Editor's Query

Tell us about a time you were surprised by a child arrival

My wife and I had already been through one successful pregnancy as proud members of America’s armed forces on the frontiers of freedom, so we figured we knew how this sort of thing went. But as the little Opel we were riding in bounced along on the cobblestones of Stuttgart, Germany, at about 5 a.m. one cold October day, my very pregnant Army wife beside me stated matter-of-factly: “Pull over, I’m gonna have this kid right here.” And there, on the corner of Urbanstrasse and Neckarstrasse, she did. The scene eventually normalized at the local military hospital, but, because we planned to photograph the evidence for posterity, we kept the car untouched. Later, I left my wife and new daughter at the hospital and headed home with a neighbor and her 7-year-old son, who had accepted a ride to the housing area. In light of the condition of the front seat of the car, they, of course, took the back seat. The mother and I prattled on about the birth earlier that morning, but the little boy just stared into the front passenger seat and, with eyes the size of platters, loudly whispered: What did they do, Mommy, kill the stork?



Editor's query

Tell us about a time when you had just the right thing in your pocket

In the mid-1982, U.S. Army soldiers judge a man by the size of his knife. Rambo and Crocodile Dundee had set a high standard for bladed weapons. So when my unit set out from Fort Bragg for a four-day field exercise, my barracks mates brought along bowie knives, "Arkansas toothpicks" and other impressive cutters. I pocketed a Swiss army knife.
Everyone laughed. "You got screwdrivers on that thing," a fellow soldier said. "Those'll help, if we're attacked by communist carpenters." Training in the North Carolina woods passed without incident, until, as we were packing up to leave, we tried to take apart our tents. The screws we'd slipped into roof poles four days earlier refused to budge, and no one could find our unit tool bag. The bivouac looked like a forest of starved saplings. Our captain said, "No one goes back to Fort Bragg till we break down these poles — without breaking them." Soldiers tried fitting their knives' honed edges into the slots on the screws' aluminum heads, nearly slicing off their fingers.
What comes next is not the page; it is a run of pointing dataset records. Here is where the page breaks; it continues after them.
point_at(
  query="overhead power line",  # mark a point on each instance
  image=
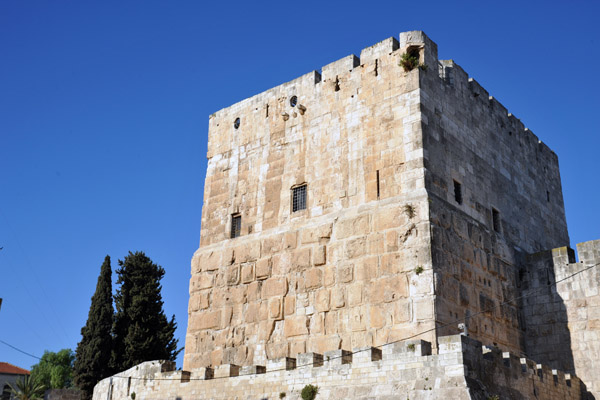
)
(454, 322)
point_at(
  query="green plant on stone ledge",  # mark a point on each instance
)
(409, 61)
(309, 392)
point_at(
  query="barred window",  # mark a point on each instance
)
(236, 225)
(299, 198)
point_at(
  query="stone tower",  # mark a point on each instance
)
(367, 204)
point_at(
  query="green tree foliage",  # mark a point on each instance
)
(92, 362)
(141, 329)
(27, 388)
(55, 370)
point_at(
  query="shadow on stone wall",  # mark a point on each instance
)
(545, 307)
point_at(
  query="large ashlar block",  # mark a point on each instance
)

The screws held. My Swiss army knife possessed flat-tip and a cross-tip screwdriver. I disassembled a roof pole in minutes. When other soldiers saw this, they clamored to borrow the Little Knife That Could. We soon deforested the camp. On the return trip to the garrison, no one laughed.


juggler

Tell us about a moment that made you realize you were working too much

For the past 29 years, I've been employed by a satellite communications company that deals with customers in Asia and the Pacific Rim. Because of the different time zones involved, I need to put in long hours from the office and then be available via phone and e-mail from home — all while also balancing my responsibilities as a wife and mother. Last summer, during a project that had me working especially late, I found myself checking on my daughter's two hamsters one night. As I looked in the cage, I recalled an article suggesting that the wheel and accessories should be rearranged periodically to prevent the hamsters from being bored. So I rearranged the hamster furniture, straightened the miniature tea party dishes, and checked the food and water supply. Then it dawned on me: It was close to midnight and I hadn't had dinner. The rodents had a better quality of life than I did.



Editor's query

Tell us about a time you were caught snooping

Growing up, my older sister and I shared a room. One year, when she was in high school and I was in middle school, her boyfriend gave her a box of chocolates for Valentine's Day. Knowing my penchant for going through and using her things, she hid it under her mattress. While my sister was working, I did my usual poking around and discovered the chocolates. I picked through them, eating the ones I liked and replacing the ones I didn't, such as the truffles. Then I put the box back and didn't think about it again. A few days later, my sister discovered that some chocolates were missing, while others bore telltale tooth marks. She tracked me down, dragged me into the bedroom and questioned me about going through her things. I finally admitted the crime. Rather than tell my parents, she took matters into her own hands: As she didn't like truffles, either, she held me down and forced me to eat all six left in the box, including the two I had returned. It was a very effective punishment. Not only did it curb my desire to root through my sister's things, but I have yet to develope a taste for chocolate truffles.